North Carolina Utility Head on Drinking Water: OK as far as he Knows

RALEIGH, N.C. (AP) — The head of the agency providing drinking water to more than 200,000 people in and around Wilmington said Tuesday that unregulated and little-studied chemicals in the Cape Fear River aren’t a hazard — as far as he knows.

Cape Fear Public Utility Authority Executive Director Jim Flechtner told North Carolina legislators that the agency’s water meets all state and federal standards for drinking water. The problem is that too little is known about emerging pollutants to know whether they’re unhealthy or OK, he said.

“There is a question mark of what else is in the river,” Flechtner said.

A state Senate committee is investigating chemicals in the state’s rivers, especially the chemical GenX, which is used in making Teflon and was released from a Chemours Co. plant near Fayetteville. Senators said a Chemours official was invited to speak Tuesday, but didn’t appear. A company spokesman didn’t respond to an email seeking comment.

The company has said it met all the conditions of a permit that allows it to discharge wastewater — but not GenX — into the Cape Fear River about 100 miles (161 kilometers) north of Wilmington. GenX was the unexpected byproduct of a separate process, the company said.

There are no federal health standards for GenX. The U.S. Environmental Protection Agency classifies it as an “emerging contaminant” needing research. The chemical is related to other fluorinated chemicals including PFOA, which has been blamed for causing health problems. In February, Chemours and DuPont — which spun off Chemours two years ago — agreed to pay nearly $671 million to settle thousands of lawsuits related to the release of PFOA from a Parkersburg, West Virginia, plant more than a decade ago.
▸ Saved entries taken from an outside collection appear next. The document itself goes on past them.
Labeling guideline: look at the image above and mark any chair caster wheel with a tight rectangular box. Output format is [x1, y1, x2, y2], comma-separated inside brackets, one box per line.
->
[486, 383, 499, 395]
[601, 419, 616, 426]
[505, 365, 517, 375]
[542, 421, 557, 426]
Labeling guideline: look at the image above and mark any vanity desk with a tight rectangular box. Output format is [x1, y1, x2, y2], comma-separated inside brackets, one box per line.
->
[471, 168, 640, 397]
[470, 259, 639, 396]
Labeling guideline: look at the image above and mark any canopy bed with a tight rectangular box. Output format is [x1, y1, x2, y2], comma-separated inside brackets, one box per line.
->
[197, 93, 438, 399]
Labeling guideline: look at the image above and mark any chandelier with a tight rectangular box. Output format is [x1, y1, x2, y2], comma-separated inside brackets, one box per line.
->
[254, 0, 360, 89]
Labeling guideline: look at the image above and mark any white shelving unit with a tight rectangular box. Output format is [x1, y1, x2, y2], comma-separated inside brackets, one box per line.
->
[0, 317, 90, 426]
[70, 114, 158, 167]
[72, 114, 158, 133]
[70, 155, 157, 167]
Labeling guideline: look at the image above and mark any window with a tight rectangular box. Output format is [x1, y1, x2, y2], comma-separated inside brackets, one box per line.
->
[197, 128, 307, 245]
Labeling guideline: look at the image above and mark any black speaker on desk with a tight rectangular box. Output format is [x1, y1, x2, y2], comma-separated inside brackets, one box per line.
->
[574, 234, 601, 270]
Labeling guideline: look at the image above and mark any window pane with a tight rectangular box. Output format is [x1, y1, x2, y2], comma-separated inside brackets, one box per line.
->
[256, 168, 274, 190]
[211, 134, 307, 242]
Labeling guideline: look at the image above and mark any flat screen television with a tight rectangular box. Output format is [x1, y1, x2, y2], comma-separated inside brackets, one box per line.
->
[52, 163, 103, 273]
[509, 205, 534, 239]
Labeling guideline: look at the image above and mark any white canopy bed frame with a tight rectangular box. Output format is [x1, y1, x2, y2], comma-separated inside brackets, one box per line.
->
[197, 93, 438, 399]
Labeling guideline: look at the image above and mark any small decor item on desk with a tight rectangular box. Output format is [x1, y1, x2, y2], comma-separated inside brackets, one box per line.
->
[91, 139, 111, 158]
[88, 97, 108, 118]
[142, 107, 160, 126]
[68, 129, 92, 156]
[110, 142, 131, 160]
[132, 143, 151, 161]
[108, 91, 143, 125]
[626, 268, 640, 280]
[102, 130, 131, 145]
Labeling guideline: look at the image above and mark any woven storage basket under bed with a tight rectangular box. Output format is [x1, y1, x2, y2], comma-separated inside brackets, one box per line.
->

Only a fraction of the tens of thousands of chemicals used by U.S. industries have been studied enough to establish the health risks they pose for humans, Duke University professor Lee Ferguson told a similar House hearing last week.

Ensuring public drinking water supplies are safe is complicated by the lack of requirements to notify water treatment plants when a new factory or other operation begins releasing chemicals upstream, Flechtner said. Flechtner was asked what he would recommend to protect water supplies in an environment where industries employ far more chemicals than have been proven safe.

“I would be sure that before it was in the river, we would be comfortable that there would be no adverse health effects,” he said.